According to one embodiment, processors 206 may also include a data cache 236 
including one or more levels of cache, such as first level cache (FLC) 240 and second 
level cache (SLC) 242. Furthermore, the processor 206 may also include a bus controller 
or bus interface unit (BIU) 238 to direct interaction with the processor bus 212. 
[0027] Front side bus (FSB) or processor bus or host bus 212 may be used to couple 
the multi-threaded processors 202-206 with the system interface 214. Processor bus 212 
may include a control bus 232, an address bus 244, and a data bus 236. Control bus 232, 
address bus 244, and data bus 236 may be point-to-point or multipoint/multidrop bi- 
directional buses, e.g., connected to three or more bus agents, as opposed to a point-to- 
point bus, which may be connected only between two bus agents. 

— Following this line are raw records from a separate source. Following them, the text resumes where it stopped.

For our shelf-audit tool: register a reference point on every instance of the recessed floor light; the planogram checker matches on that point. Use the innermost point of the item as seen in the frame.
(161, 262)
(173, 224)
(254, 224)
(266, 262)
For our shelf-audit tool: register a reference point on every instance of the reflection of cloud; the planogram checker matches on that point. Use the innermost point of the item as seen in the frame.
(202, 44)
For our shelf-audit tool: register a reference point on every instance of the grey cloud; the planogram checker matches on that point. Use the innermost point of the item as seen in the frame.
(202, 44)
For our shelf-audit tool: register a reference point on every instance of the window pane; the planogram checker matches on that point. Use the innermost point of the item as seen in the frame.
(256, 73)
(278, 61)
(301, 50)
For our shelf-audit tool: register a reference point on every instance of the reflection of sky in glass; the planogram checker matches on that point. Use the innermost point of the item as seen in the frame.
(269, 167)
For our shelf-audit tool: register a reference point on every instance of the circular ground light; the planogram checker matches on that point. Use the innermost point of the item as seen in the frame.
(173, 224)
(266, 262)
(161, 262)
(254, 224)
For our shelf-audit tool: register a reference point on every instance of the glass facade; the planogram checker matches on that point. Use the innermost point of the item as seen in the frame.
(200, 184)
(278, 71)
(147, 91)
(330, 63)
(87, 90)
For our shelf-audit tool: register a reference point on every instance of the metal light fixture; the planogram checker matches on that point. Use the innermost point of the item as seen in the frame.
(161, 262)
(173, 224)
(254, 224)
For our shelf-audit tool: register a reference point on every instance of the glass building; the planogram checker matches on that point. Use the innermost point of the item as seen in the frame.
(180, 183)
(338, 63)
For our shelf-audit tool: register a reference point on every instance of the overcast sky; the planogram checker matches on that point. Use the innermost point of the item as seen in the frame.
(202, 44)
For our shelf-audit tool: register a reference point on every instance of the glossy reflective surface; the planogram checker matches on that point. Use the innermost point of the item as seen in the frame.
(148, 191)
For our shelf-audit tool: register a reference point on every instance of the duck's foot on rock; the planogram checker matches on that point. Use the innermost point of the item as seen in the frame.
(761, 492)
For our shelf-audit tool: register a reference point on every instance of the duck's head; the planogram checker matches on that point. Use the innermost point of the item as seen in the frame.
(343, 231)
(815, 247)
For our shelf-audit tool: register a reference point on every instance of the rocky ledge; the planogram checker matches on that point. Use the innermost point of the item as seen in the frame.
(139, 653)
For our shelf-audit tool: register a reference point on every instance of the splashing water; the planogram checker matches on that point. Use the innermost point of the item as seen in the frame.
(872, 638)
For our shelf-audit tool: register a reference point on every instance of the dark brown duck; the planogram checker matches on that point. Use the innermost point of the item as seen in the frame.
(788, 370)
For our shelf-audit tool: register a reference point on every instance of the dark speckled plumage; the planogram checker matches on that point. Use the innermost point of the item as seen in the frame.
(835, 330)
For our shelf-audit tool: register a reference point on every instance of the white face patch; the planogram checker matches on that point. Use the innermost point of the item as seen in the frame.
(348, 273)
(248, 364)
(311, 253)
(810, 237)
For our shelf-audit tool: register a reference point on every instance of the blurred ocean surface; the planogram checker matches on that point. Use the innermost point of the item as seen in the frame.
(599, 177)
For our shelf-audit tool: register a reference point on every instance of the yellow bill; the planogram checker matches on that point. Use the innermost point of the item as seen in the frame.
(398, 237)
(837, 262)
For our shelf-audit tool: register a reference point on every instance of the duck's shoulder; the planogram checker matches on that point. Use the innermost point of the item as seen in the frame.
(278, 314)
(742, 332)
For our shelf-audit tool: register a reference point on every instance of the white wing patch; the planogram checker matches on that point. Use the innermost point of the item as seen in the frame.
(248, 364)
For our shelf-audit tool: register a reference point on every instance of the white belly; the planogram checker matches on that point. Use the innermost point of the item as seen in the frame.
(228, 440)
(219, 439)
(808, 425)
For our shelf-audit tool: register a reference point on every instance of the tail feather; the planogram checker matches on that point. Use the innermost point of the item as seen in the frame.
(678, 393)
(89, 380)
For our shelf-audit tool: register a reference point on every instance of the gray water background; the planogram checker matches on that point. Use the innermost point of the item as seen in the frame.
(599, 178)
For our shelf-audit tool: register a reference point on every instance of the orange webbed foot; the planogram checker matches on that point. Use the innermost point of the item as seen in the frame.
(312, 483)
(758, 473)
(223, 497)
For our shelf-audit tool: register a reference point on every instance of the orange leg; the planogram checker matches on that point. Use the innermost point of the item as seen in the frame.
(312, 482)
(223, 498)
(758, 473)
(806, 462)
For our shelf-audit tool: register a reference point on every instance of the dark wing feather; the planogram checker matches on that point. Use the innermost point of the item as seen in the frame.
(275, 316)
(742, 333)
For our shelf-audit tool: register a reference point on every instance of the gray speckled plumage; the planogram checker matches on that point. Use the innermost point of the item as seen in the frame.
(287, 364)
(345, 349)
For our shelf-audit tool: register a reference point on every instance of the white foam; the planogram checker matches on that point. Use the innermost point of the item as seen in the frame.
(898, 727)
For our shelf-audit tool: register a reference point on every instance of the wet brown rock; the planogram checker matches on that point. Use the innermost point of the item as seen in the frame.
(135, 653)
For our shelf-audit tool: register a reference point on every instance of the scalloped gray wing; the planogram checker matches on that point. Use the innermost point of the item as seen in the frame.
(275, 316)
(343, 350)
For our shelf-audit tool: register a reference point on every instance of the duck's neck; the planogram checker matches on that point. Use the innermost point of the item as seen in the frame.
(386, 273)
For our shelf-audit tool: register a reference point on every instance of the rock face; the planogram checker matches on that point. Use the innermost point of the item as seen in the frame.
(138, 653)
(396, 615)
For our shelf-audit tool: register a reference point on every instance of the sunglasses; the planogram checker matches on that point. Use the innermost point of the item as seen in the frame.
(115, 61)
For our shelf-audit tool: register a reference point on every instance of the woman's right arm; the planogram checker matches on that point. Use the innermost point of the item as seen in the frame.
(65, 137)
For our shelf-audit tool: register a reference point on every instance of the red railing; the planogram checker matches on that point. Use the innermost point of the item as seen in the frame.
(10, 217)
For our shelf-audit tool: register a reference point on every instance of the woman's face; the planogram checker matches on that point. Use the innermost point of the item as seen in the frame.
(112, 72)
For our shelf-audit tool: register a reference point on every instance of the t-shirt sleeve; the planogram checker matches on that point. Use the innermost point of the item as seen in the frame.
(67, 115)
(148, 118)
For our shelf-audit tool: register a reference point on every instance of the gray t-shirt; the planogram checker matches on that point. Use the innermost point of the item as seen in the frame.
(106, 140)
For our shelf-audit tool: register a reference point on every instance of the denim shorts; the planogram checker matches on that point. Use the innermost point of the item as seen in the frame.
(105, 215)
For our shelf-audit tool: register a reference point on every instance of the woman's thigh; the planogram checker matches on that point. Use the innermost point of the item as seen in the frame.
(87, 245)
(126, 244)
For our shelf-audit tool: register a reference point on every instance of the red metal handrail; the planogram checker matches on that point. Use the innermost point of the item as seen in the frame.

[0028] System interface 214 (or chipset) may be connected to the FSB 212 to 
interface other components of the system 200 with the FSB 212. For example, system 
interface 214 may includes a memory controller 218 for interfacing a main memory 216 
with the processor bus 212. According to one embodiment, the memory controller 218 
may include an embodiment of early data return or ready (EDRDY) mechanism 208. 
According to one embodiment, the EDRDY mechanism 208 may be used to transmit an 
early indication of data readiness one or more bus clocks before the data may be ready to 
be transmitted to the processor 206. Stated differently, using the EDRDY mechanism, 
the EDRDY indication may refer to the memory chips already being accessed and the 
data being in the process of transmission to the memory controller and re-packeted for 
transmission on the FSB. The data may then be filled into the data cache 236, such as 
into the FLC 240, coupled with or residing in the execution unit 234 of the processor 206.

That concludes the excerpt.